ASA 128th Meeting - Austin, Texas - 1994 Nov 28 .. Dec 02

3pEA6. Determination of effective piston area by three methods.

S. L. Garrett

D. F. Gaitan

Phys. Dept. Code PH/Gx, Naval Postgraduate School, Monterey, CA 93943

The volumetric velocity of an acoustic source is sufficient to characterize its source strength if the acoustic impedance of the load presented to the source is known. Although a calibrated accelerometer can accurately determine the velocity of a piston, the volumetric velocity requires a determination of the effective area of the ``piston.'' For a thermoacoustic refrigerator operating at resonance, this load is purely resistive. Three methods for determining the effective area of an electrodynamic thermoacoustic driver will be presented. For in situ measurements, good agreement ((plus or minus)2%--4%) was obtained between direct measurement of the force, using the known Bl product and the resonant reciprocity method using the transfer impedance calculated by Rudnick [G. W. Swift, A. Migliori, S. L. Garrett, and J. C. Wheatley, Rev.

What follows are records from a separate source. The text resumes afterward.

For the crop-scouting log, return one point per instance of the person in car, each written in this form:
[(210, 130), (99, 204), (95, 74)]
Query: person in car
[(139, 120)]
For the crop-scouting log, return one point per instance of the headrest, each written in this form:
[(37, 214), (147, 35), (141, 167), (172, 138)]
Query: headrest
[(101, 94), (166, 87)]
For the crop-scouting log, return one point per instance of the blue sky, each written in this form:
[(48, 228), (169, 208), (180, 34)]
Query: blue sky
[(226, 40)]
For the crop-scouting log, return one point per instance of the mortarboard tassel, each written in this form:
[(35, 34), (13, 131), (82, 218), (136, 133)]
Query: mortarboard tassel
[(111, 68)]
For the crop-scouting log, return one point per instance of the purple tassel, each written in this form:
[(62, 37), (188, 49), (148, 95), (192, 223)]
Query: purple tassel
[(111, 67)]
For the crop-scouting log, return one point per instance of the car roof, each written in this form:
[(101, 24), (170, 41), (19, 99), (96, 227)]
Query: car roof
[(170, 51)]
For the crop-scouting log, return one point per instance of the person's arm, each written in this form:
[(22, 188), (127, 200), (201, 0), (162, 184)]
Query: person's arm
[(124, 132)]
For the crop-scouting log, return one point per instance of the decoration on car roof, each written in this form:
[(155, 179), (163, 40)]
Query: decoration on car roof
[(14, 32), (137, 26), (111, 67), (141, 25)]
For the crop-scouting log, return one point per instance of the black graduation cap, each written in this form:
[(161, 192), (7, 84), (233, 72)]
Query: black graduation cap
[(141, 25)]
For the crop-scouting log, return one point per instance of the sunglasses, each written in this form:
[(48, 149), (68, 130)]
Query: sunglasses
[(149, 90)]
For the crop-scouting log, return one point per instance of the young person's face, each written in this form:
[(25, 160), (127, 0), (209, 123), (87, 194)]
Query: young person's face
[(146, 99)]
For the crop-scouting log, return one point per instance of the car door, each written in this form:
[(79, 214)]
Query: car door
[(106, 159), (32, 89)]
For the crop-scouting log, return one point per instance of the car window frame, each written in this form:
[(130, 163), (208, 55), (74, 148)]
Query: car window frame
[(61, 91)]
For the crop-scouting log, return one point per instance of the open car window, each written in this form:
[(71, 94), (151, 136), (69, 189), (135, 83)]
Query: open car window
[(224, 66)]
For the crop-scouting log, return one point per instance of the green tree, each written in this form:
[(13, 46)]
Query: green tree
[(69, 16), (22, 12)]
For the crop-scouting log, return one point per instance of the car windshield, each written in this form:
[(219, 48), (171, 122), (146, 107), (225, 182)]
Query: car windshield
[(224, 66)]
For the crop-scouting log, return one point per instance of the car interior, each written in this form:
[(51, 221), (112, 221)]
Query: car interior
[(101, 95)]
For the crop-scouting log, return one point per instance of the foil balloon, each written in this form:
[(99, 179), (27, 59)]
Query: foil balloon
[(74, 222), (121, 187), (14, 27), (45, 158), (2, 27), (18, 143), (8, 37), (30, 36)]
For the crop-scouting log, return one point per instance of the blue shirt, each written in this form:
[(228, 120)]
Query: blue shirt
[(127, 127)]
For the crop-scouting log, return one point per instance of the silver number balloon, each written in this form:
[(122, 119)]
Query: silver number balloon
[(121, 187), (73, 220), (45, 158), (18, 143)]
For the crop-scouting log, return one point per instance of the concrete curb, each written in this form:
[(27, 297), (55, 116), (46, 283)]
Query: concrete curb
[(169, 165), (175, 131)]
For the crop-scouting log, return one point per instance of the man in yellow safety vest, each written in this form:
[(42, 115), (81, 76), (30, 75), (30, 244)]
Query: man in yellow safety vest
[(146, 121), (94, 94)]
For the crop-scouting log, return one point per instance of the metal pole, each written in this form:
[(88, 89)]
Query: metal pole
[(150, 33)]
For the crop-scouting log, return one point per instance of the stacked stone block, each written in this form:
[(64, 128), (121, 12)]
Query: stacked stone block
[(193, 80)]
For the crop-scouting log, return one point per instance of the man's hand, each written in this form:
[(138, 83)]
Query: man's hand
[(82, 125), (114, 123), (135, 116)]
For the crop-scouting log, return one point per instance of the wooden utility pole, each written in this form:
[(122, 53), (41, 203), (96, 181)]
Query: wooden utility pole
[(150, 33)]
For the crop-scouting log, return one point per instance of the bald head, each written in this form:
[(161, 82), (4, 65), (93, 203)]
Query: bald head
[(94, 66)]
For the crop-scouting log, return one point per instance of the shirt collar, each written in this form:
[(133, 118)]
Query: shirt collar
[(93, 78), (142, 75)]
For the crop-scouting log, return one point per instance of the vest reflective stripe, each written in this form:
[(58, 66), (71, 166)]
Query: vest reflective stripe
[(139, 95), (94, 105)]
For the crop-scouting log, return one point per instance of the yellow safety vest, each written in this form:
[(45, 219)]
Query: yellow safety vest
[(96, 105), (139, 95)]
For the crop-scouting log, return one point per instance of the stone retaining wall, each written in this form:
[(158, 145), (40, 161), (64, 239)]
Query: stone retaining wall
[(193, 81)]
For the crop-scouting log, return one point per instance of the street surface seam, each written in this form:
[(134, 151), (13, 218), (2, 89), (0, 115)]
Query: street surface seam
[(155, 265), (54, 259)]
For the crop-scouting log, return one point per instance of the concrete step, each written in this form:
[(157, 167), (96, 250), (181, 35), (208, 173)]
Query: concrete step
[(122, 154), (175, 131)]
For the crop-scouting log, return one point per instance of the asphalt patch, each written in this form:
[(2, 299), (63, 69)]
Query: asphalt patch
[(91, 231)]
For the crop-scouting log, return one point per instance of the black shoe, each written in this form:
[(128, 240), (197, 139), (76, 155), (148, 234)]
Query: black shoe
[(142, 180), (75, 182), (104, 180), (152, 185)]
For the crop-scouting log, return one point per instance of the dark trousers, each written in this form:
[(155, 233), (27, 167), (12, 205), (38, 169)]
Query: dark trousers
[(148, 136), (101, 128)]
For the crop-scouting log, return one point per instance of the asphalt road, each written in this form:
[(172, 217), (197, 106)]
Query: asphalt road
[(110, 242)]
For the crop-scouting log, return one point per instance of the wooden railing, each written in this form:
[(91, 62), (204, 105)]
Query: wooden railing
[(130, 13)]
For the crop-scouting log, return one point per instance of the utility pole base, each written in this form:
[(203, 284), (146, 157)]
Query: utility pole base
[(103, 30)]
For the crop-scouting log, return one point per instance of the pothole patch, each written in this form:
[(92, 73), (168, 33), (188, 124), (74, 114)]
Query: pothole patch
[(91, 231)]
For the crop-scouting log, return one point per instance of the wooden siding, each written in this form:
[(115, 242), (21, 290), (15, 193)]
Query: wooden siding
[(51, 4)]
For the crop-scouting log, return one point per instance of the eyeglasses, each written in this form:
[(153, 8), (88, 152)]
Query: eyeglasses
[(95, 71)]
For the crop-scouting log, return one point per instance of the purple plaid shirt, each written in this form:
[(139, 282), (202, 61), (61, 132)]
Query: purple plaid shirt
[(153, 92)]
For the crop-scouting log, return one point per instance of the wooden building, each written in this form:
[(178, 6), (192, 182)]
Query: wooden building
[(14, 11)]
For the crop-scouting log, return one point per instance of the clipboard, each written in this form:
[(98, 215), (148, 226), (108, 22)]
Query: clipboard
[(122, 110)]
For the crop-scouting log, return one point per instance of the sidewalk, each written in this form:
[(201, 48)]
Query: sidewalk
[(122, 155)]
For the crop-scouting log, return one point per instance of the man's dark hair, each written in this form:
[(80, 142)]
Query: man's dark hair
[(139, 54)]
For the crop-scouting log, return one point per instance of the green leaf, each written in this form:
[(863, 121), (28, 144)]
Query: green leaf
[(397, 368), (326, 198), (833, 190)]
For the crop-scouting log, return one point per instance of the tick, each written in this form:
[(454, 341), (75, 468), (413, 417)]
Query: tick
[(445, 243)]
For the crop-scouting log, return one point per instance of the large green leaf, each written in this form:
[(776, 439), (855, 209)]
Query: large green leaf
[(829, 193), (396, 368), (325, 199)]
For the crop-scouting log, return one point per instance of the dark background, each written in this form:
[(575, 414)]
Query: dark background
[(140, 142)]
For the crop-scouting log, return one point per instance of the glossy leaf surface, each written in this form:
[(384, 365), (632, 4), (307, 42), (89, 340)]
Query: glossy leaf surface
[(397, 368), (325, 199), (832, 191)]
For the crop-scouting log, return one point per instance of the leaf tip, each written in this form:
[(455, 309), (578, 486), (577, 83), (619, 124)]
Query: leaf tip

Sci. Instrum. 53, 1906--1910 (1982)]. The result for effective area obtained by measurement of pressure under the reactive load presented by a small coupler [T. Hofler, J. Acoust. Soc. Am. 83, 777--786 (1988)] was smaller and more pressure dependent. A possible explanation for this discrepancy, based on bellows deformation under different loading, will be presented. [Work supported by ONR, the Naval Postgraduate School Direct Funded Research Program, and the Navy Science Assistance Program.]